Le quotidien français catholique La Croix a publié le 13 novembre un reportage sur le séminaire, signé par François-Xavier Maigre. Nous le reproduisons ici à partir du site du journal:
Le Patriarcat de Moscou a choisi la France pour son premier séminaire en Occident, qui sera inauguré demain en région parisienne
L’odeur épaisse de l’encens, les longues litanies en slavon et l’iconostase typique des églises orthodoxes… Ce matin-là, dans la chapelle de l’ancien couvent des Sœurs auxiliatrices à Épinay-sous-Sénart (Essonne), les chants qui s’élèvent sont bien ceux de la liturgie orientale. À une demi-heure de Paris, cette majestueuse bâtisse du XVIIe siècle accueille depuis septembre le nouveau séminaire orthodoxe russe de France, qui sera officiellement inauguré samedi 14 novembre, en présence de l’évêque Hilarion (Alfeyev) de Volokolamsk, responsable des relations extérieures du Patriarcat de Moscou, et du cardinal André Vingt-Trois, archevêque de Paris.
Un événement à haute valeur symbolique, à l’heure où l’Europe commémore la chute du mur de Berlin : il s’agit en effet du premier séminaire de l’Église orthodoxe russe en dehors de l’ancien espace soviétique. Objectif affiché : permettre à de futurs prêtres de découvrir les richesses culturelles et spirituelles de l’Occident chrétien, et, réciproquement, promouvoir la tradition orthodoxe russe en Europe.
Ainsi, Ignace Domas-Conzémius, 31 ans, moine d’origine suisse, « ancien catholique engagé dans l’œcuménisme », qui a embrassé l’orthodoxie en 2007, « à la suite d’une grave maladie ». Pudique derrière sa barbe brune, il n’en dit guère plus sur ce changement de cap, mais souligne sa « chance » de pouvoir se mêler « à des orthodoxes de souche » tout en restant en France. Anton Sidenko, 25 ans, approuve : « Quand j’ai su que ce séminaire allait ouvrir, je n’ai pas hésité », témoigne ce Moscovite parfaitement à l’aise avec le français, pour avoir étudié deux ans à l’Institut national polytechnique de Lorraine (Nancy).
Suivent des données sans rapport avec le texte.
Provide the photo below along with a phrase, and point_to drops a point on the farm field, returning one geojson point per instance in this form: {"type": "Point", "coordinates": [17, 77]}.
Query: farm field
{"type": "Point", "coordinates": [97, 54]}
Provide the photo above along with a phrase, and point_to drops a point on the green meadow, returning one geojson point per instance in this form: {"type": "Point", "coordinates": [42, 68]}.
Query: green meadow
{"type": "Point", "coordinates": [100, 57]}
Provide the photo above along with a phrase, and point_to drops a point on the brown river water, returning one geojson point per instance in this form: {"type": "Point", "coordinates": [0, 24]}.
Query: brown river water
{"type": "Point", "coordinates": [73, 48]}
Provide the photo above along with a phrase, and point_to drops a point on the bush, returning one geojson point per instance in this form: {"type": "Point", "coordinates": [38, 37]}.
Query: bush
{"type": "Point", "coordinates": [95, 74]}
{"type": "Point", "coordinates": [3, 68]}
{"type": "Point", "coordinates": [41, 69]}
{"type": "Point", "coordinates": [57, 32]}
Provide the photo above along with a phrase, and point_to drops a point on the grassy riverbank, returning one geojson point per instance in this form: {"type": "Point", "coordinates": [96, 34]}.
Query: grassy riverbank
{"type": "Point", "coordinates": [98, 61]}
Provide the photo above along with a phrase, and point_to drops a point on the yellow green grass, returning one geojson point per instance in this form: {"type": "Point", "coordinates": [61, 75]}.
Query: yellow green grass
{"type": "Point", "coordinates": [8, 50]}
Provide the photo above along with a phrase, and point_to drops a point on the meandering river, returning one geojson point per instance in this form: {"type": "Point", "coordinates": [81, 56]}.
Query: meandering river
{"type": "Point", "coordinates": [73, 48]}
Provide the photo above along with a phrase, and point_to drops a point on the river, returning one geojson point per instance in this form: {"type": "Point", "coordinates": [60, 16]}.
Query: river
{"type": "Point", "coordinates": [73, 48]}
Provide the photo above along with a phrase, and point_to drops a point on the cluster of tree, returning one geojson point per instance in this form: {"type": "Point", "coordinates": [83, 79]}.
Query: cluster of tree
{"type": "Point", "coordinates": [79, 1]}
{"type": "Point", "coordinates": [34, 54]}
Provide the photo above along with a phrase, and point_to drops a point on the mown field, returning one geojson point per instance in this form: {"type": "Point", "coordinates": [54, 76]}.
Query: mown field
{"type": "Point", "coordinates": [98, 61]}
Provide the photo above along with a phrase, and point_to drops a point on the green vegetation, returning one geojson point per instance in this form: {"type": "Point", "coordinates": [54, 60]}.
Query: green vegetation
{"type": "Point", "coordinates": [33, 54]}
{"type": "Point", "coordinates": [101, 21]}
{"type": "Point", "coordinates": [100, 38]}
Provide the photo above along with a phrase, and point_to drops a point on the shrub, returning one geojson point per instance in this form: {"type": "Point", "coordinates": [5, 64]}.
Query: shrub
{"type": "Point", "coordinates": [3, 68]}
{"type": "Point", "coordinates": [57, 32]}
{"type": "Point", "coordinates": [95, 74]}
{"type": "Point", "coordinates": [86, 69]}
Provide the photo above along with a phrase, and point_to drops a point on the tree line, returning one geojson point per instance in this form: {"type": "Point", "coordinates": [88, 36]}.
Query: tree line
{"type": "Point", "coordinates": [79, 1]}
La France "une seconde patrie"
Proche de la paroisse parisienne des Trois-Saints-Docteurs, Anton ne concevait pas d’approfondir sa vocation ailleurs qu’en France, considérée comme « une seconde patrie ». D’autres ont appris l’existence du séminaire par hasard, via Internet : « Je cherchais à vivre une expérience à l’étranger. J’ai envoyé un courriel, on m’a rappelé… et me voilà ! », relate Dimitri Garmonov, 19 ans, originaire de la république du Tatarstan. Pour lui comme pour les autres, « tout a été très vite ».
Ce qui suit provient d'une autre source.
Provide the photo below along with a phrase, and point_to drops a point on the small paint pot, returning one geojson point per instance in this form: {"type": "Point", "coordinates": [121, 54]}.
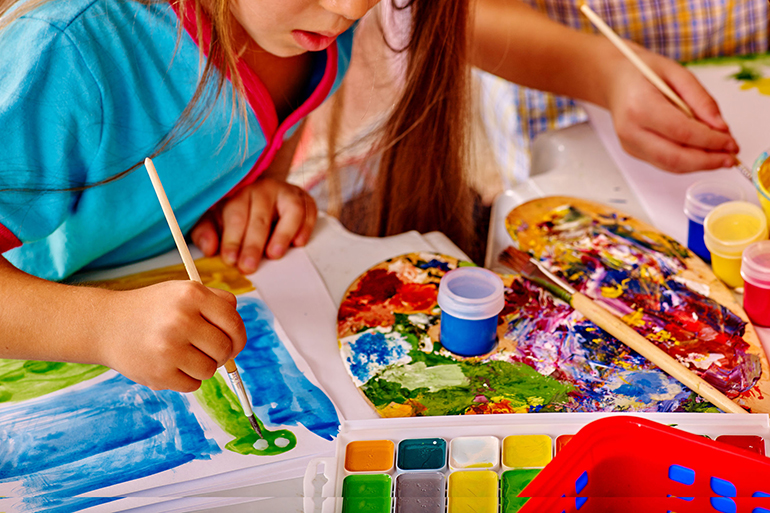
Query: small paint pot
{"type": "Point", "coordinates": [755, 270]}
{"type": "Point", "coordinates": [760, 174]}
{"type": "Point", "coordinates": [727, 231]}
{"type": "Point", "coordinates": [470, 299]}
{"type": "Point", "coordinates": [701, 198]}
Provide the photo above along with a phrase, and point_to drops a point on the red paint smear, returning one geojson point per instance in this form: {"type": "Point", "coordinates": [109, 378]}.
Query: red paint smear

À vrai dire, tout, dans l’histoire du séminaire d’Épinay, s’est fait en un temps record. Au risque de froisser certaines susceptibilités (lire ci-contre). Novembre 2007 : lors d’une visite à Paris, le métropolite Kirill de Smolensk et Kaliningrad – devenu en janvier dernier patriarche de Moscou – suggère la création d’un séminaire russe en France, à condition d’obtenir l’accord des autorités catholiques franciliennes.
Au mois de janvier suivant, l’Evêque Innocent de Chersonèse, dont dépendent les fidèles du Patriarcat de Moscou vivant en France, soumet le projet au cardinal Vingt-Trois et aux évêques catholiques d’Île-de-France, qui donnent leur accord. Le 15 avril 2008, le dossier est validé par le saint-synode du Patriarcat de Moscou. Restait à trouver un lieu. C’est Mgr Éric Aumonier, évêque de Versailles, qui suggère à l’équipe du futur séminaire de s’adresser aux Sœurs auxiliatrices d’Épinay, en passe de quitter leur maison.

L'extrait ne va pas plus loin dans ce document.